Auch anderswo bezog die Firma durch starke Botschaften Stellung: Mit Slogans wie "Gemacht für den aufrechten Gang" warb sie 1992 für den "Yellow Boot" – und machte Front gegen Fremdenhass. Die Kampagne wurde von der Münchner Werbeagentur 3 Hoch K entworfen, die heute noch für Timberland tätig ist.
Die Ergebnisse der Consumerstudie haben auch die Werbestrategie geformt: "Unsere Botschaften sind eher faktenbasiert, weniger gefühlig angelegt", erklärt Timo Schmidt-Eisenhart. Alle Medien sind gleichberechtigt: "Klassische Werbung darf man nicht vernachlässigen, trotz des Hypes um Internet und soziale Netzwerke". Zeitung oder auch Kino spielen daher eine große Rolle, auch weil Timberland breite Gruppen in der Mitte der Gesellschaft ansprechen will. Im Fokus seien die 25- bis 35-jährigen, die sich gern im Freien bewegen, aber nicht unbedingt aktive Sportler sind.
Die Kampagnen werden von Land zu Land angepasst, erläutert der EMEA-Präsident: "Wir haben nicht DIE eine Agentur für welt- und europaweite Vermarktung, sondern schauen von Kampagne zu Kampagne nach externen Partnern". Jedoch gebe es auch in Deutschland langjährige Partnerschaften.
Auf dem Markt hierzulande sehen die Amerikaner noch viel Luft nach oben. In diesem Jahr sollen zu den derzeit 16 eigenen Shops und 27 Franchise-Geschäften noch etliche dazu kommen: "Die Zahl der Neueröffnungen wird zweistellig sein", kündigt Schmidt-Eisenhart an. Das Bekleidungssegment verzeichne ein gutes Wachstum.
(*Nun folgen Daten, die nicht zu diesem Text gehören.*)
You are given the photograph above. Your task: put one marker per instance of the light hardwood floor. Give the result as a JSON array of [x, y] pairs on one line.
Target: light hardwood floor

Am häufigsten über den Ladentisch geht aber weiter die "Yellow Boot"-Ikone.
Inzwischen ist sie Kult- und Kunstobjekt: So hat der New Yorker Designer Jeff Staples 2007 den Superstiefel unter anderem in einer weiß-rot-schwarzen Karoversion entworfen. Und bei Youtube zeigen Bastler wie De la David oder Tyko Mo, wie sie ihre gelbes Schuhwerk mit eigenen Zeichnungen aufpeppen. Und die Liste der Timberland-liebenden Celebrities ist beeindruckend lang, wie die Illustrierte "Elle"findet. Ihr Fazit: "Timberlands are the new Birkenstocks".